In Pierce v. Underwood, 487 U.S. 552 (1988), the Supreme Court held that the government's position is substantially justified if it is “justified to a degree that could satisfy a reasonable person,” that is, “if it has a reasonable basis in law and fact.” Id. at 565-66 & n.2. The Pierce Court rejected the position that substantial justification requires more than mere reasonableness. Id. 487 U.S. at 567–68. See also Brouwers v. Bowen, 823 F.2d 273, 275 (8th Cir. 1987) (“the substantial justification standard is a lesser standard than the substantial evidence standard used to review administrative determinations”) (citations omitted).

“Substantially justified” does not mean “justified to a high degree,” but rather has been said to be satisfied if there is a “genuine dispute,” or if reasonable people could differ as to the appropriateness of the contested action. Stein v. Sullivan, 966 F.2d 317, 320 (7th Cir. 1992) (citing Pierce, 487 U.S. at 565). Thus, a loss on the merits does not equate with a lack of substantial justification. See Pierce, 487 U.S. at 569 (“[O]bviously, the fact that one other court agreed or disagreed with the Government does not establish whether its position was substantially justified. Conceivably, the Government could take a position that is not substantially justified, yet win; even more likely, it could take a position that is substantially justified, yet lose.”); United States v. Hallmark Construction Co., 200 F.3d 1076, 1080 (7th Cir. 2000). Thus, a court's statement in its merits decision that a government agency did not have a “rational ground” for denying benefits does not imply a lack of substantial justification for the agency's position. Kolman v. Shalala, 39 F.3d 173, 177 (7th Cir. 1994). As the Seventh Circuit explained in Kolman, its statement that the agency did not have a rational ground for its decision was a reference to the test for invalidating agency action; at the EAJA stage, the test is “whether the agency had a rational ground for thinking it had a rational ground for its action.” Kolman, 39 F.3d at 177.

== Reasonableness of the fee ==
The applicant for EAJA fees has the burden of proving that the fees requested are reasonable. See Hensley v. Eckerhart, 461 U.S. 424, 437 (1983) (although Hensley dealt with attorney's fees under 42 U.S.C. § 1988, the standards which it sets out are applicable generally to attorney's fee cases); Ruckelshaus v. Sierra Club, 463 U.S. 680, 691-92 (1983).

== Amount of fees ==
Attorney fees shall not be awarded in excess of $125.00 per hour unless the court determines that an increase in the cost of living or other special factors justifies a higher fee. 28 U.S.C. § 2412(d)(2)(A).
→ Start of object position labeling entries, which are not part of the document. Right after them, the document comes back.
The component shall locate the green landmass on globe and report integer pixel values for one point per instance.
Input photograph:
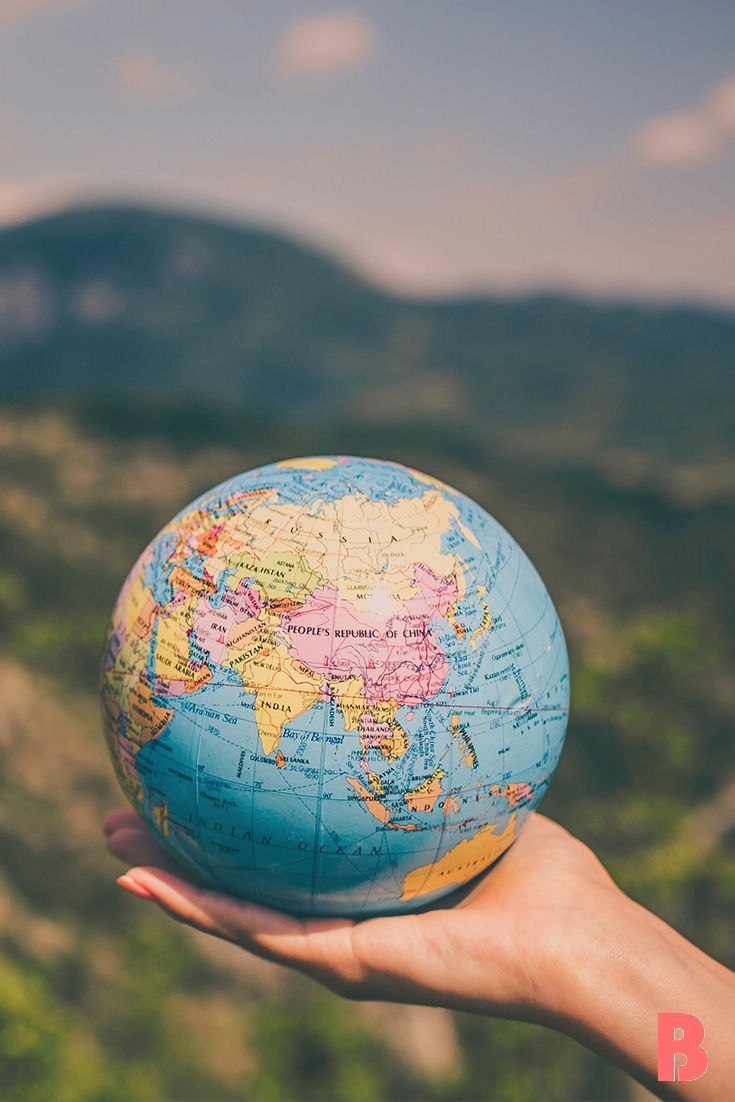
(335, 685)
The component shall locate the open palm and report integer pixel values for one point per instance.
(492, 947)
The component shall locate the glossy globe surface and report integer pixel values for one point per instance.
(335, 685)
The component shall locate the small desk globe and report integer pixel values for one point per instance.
(335, 685)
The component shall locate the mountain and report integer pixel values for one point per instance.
(140, 312)
(146, 357)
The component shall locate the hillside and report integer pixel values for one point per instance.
(110, 305)
(144, 357)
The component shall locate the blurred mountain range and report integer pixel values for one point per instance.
(106, 306)
(144, 357)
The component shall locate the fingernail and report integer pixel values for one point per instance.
(134, 888)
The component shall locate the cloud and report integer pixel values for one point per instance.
(14, 11)
(28, 198)
(324, 44)
(689, 137)
(140, 76)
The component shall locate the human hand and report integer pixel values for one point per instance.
(500, 947)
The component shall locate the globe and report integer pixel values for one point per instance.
(335, 685)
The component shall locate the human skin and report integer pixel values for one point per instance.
(544, 936)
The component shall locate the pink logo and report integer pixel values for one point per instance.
(681, 1056)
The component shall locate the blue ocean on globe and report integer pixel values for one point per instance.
(335, 685)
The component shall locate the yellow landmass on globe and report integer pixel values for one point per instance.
(284, 689)
(461, 863)
(377, 809)
(423, 797)
(376, 723)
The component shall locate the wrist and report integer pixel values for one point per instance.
(626, 967)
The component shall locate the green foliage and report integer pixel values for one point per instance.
(569, 421)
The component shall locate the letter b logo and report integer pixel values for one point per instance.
(681, 1035)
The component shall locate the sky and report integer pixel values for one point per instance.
(440, 148)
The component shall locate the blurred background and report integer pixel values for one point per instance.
(493, 240)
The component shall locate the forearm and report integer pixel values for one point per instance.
(611, 993)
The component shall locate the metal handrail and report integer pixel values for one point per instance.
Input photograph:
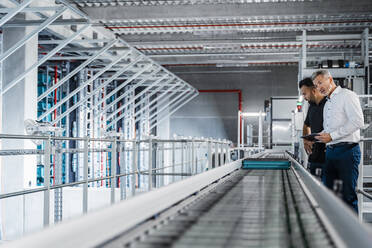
(369, 196)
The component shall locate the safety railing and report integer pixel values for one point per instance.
(129, 167)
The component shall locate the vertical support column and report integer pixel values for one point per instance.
(303, 58)
(227, 153)
(238, 140)
(123, 169)
(17, 105)
(150, 166)
(58, 180)
(216, 155)
(194, 170)
(365, 54)
(221, 153)
(242, 127)
(209, 155)
(173, 160)
(113, 170)
(360, 181)
(47, 153)
(85, 176)
(134, 168)
(182, 158)
(260, 124)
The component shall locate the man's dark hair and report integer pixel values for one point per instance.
(306, 82)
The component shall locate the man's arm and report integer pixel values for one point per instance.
(355, 119)
(306, 130)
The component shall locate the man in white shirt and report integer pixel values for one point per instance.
(342, 120)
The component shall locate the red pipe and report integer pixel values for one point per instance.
(240, 24)
(246, 63)
(239, 100)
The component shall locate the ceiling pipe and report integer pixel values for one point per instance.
(240, 24)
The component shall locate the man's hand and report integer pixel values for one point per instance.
(324, 137)
(308, 146)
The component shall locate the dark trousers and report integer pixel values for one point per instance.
(313, 166)
(342, 164)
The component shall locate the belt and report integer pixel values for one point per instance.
(347, 144)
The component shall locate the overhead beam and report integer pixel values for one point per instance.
(330, 7)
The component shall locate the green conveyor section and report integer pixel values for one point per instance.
(265, 164)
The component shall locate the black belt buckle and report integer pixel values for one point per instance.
(350, 144)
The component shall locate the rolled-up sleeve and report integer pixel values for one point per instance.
(355, 119)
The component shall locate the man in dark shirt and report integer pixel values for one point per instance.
(313, 123)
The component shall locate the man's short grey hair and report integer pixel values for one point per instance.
(323, 72)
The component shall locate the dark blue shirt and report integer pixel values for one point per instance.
(314, 120)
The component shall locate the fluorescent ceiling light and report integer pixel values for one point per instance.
(252, 114)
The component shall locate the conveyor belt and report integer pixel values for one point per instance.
(252, 208)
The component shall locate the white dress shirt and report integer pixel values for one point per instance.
(343, 116)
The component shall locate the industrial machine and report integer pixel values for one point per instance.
(265, 200)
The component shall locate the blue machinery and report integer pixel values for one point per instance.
(272, 202)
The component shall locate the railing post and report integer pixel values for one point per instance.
(173, 160)
(150, 165)
(58, 180)
(209, 155)
(85, 176)
(134, 167)
(123, 169)
(182, 159)
(113, 169)
(47, 153)
(194, 170)
(216, 155)
(360, 181)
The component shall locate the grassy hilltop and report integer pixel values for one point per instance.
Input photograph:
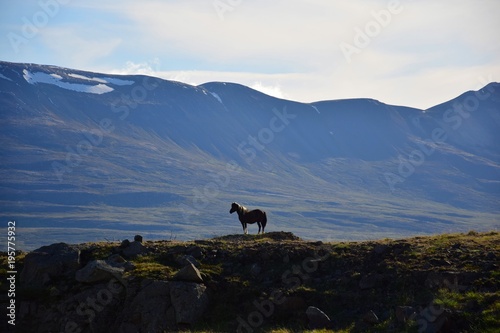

The movant bears the burden of producing satisfactory evidence of the prevailing market rate for the kind and quality of legal services rendered. Blum v. Stenson, 465 U.S. 886, 892 n. 11 (1984). Applicants for EAJA who claim and provide proof of inflation may be awarded attorney fees at an hourly fee in excess of $125.00 for work beginning after 1996 due to inflation. Failure to adjust the statutory cap for inflation might be considered an abuse of discretion. Sierra Club v. Sec'y of the Army, 820 F.2d 513, 521 (1st Cir. 1987); Trichilo v. Sec'y of Health and Human Services, 823 F.2d 702, 704-07 (2d Cir. 1987); Allen v. Bowen, 821 F.2d 963 (3d Cir. 1987); Ramon-Sepulveda v. INS, 863 F.2d 1458 (9th Cir. 1988); and U.S. v. A Leasehold Interest in Property, 789 F.Supp. 1385, 1394 (E.D. Mich. 1992).

== Costs ==
Some costs may be compensated by the EAJA, including federal court filing fee. 28 U.S.C. §§ 2412(a)(1) and (a)(2), and (d)(2)(A).

== Payment of fees to litigant and payment of government debts ==
In Astrue v. Ratliff, 560 U.S. 586 (2010) the Supreme Court unanimously held that an EAJA award is payable to the litigant, not his or her attorney, and is subject to offset to satisfy a pre-existing debt that the litigant owes to the United States.

==Proposed amendment==

The Open Book on Equal Access to Justice Act (H.R. 2919; 113th Congress) was introduced into the United States House of Representatives on August 1, 2013. The bill would amend the Equal Access to Justice Act by requiring the Administrative Conference of the United States (ACUS) to prepare a report each year on the amount of fees and other expenses awarded by federal courts to nonfederal entities when they prevail in a case against the United States.